Let me give you an example of answers from ZorroGPT:
Train the PyTorch Model Separately
First, you’ll use PyTorch to train your DRL model based on historical data. After training, save the model so Zorro can use it for predictions.
import torch
from torch import nn, optim
# Example DRL Model (Adjust according to your architecture)
class TradingModel(nn.Module):
def __init__(self):
super(TradingModel, self).__init__()
self.fc1 = nn.Linear(NumSignals, Neurons)
self.relu = nn.ReLU()
self.fc2 = nn.Linear(Neurons, 1)
self.sigmoid = nn.Sigmoid()
def forward(self, x):
x = self.relu(self.fc1(x))
x = self.sigmoid(self.fc2(x))
return x
# Training function
def train_model(data_path, model_save_path):
data = np.loadtxt(data_path, delimiter=',') # Load data from CSV
X, y = data[:, :-1], data[:, -1]
X = torch.tensor(X, dtype=torch.float32)
y = torch.tensor(y, dtype=torch.float32).view(-1, 1)
model = TradingModel()
criterion = nn.BCELoss()
optimizer = optim.Adam(model.parameters(), lr=Rate)
for epoch in range(Epochs):
optimizer.zero_grad()
predictions = model(X)
loss = criterion(predictions, y)
loss.backward()
optimizer.step()
# Save model for use in Zorro
torch.save(model.state_dict(), model_save_path)
Train the model on your historical data and save it:
train_model("Data/Signals.csv", "model.pth")
2. Load and Use the Model in Zorro is possible but with different code:
Since Zorro cannot directly run PyTorch, you’ll need to create a separate Python script (e.g., predict.py) that:
Loads the trained model.
Receives data from Zorro for predictions.
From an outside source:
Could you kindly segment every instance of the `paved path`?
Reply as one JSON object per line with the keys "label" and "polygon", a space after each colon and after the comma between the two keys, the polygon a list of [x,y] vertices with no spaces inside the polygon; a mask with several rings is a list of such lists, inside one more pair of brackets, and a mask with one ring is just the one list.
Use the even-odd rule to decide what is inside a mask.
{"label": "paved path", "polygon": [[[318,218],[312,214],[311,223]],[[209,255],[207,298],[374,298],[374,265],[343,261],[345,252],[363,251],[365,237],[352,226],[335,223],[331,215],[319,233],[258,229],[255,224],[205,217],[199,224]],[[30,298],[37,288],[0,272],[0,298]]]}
Outputs the prediction results back to Zorro.
import torch
import numpy as np
from TradingModel import TradingModel # Import your model class
# Initialize model
model = TradingModel()
model.load_state_dict(torch.load("model.pth")) # Load saved model
model.eval() # Set model to evaluation mode
def predict(input_data):
input_tensor = torch.tensor(input_data, dtype=torch.float32)
with torch.no_grad():
prediction = model(input_tensor)
return prediction.item()
# Example usage for testing
# Replace [0.5, 1.2, -0.7, ...] with real data passed from Zorro
print(predict([0.5, 1.2, -0.7, ...])) # Output a prediction for testing
3. Integrate Prediction with Zorro in lite-C Code
In your Zorro script, the neural function will send input data to predict.py, retrieve the prediction result, and make trading decisions based on this prediction.
To link Zorro with Python, you’ll use Zorro’s Rx() function to run the predict.py script and get the result back.
function run()
{
vars InputData = series(priceClose());
double Data[NumSignals];
for(int i = 0; i < NumSignals; i++)
Data[i] = InputData[i]; // Gather recent data for model input
// Save input data to CSV format expected by predict.py
file_write("Data\\input_data.csv", Data, 0);
// Call Python predict script and retrieve prediction
Rx("Y <- predict('Data/input_data.csv')");
var prediction = Rd("Y[1]"); // Assuming Y[1] holds the prediction result
// Based on prediction, send buy or sell order
if(prediction > 0.5)
enterLong(); // Buy if prediction is above 0.5 threshold
else
enterShort(); // Sell if prediction is 0.5 or below
}
Now, there might be some errors, which you will need to ask ZorroGPT how do resolve them, let me assure you that it took me at least 40-80 exchanges of error handling to create the Gaussian Band indicator, of which I am still not sure the values are working properly in all time frames.